Check out database structure

portaldb
src_tbls(portaldb)
tbl(portaldb, "plots")

surveys <- tbl(portaldb, "surveys") %>% collect()
surveys
colnames(surveys)

Write a query

  • Write a query to extract counts of each genus and species
count_query <- "SELECT genus, species, COUNT(*)
                FROM surveys
                JOIN species
                USING (species_id)
                GROUP BY genus, species"

tbl(portaldb, sql(count_query))
  • Queries and data manipulation functions return similar results with various headings (Source: SQL)
  • Number of rows is unknown as shown by ??

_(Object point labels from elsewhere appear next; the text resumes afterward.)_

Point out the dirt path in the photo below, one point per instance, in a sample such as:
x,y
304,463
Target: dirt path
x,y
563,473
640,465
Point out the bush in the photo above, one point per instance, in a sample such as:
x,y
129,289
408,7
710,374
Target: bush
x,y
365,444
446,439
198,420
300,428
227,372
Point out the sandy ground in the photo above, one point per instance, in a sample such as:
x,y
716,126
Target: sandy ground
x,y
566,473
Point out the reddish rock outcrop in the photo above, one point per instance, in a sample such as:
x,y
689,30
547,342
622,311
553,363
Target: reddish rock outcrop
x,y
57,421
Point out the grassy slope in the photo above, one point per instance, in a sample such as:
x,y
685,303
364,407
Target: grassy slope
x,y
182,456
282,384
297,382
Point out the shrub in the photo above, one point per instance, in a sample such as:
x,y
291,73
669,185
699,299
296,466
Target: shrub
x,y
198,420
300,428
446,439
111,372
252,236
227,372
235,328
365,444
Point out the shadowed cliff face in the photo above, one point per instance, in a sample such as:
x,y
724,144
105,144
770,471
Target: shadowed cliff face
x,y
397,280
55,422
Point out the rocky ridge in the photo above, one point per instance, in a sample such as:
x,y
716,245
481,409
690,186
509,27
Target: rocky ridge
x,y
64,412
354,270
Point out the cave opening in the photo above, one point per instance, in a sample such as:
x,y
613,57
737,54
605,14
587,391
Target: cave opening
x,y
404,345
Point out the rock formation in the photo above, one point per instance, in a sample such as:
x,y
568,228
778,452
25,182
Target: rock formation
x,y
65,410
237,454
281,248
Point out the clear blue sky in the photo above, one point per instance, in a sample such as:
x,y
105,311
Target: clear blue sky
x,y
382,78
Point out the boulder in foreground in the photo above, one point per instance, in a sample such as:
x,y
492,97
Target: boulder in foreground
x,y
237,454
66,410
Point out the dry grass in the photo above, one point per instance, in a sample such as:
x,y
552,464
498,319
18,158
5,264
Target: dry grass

Using dplyr with databases

  • Can also use dplyr commands directly on databases
surveys <- tbl(portaldb, "surveys")
surveys
species <- tbl(portaldb, "species")
species_counts <- inner_join(surveys, species, by = "species_id") %>%
               group_by(genus, species) %>%
               summarize(count = n())
  • All of the calculation still happens in the databases
  • So outside of RAM calculations are possible

Do [Links to Databases]({{ site.baseurl }}/exercises/Dplyr-link-to-databases-R).

Move the final data into R

  • Queries and data manipulation results remain in the external database.
  • Some calculations can't be done in the database.
  • Use collect() to load the results into R in a local data frame (tibble).
species_counts <- inner_join(surveys, species, by = "species_id") %>%
               group_by(genus, species) %>%
               summarize(count = n()) %>%
               collect()

Write new information to database

  • Can also store tables from R in the database use copy_to()

Show species_counts table NOT in portal_mammals.sqlite.

copy_to(portaldb, species_counts, temporary=FALSE, 
        name="SpeciesCounts")
portaldb
  • Show SpeciesCounts table in portal_mammals.sqlite with new name.
  • Do [Copy to Database]({{ site.baseurl }}/exercises/Dplyr-databases-copy-to-database-R/).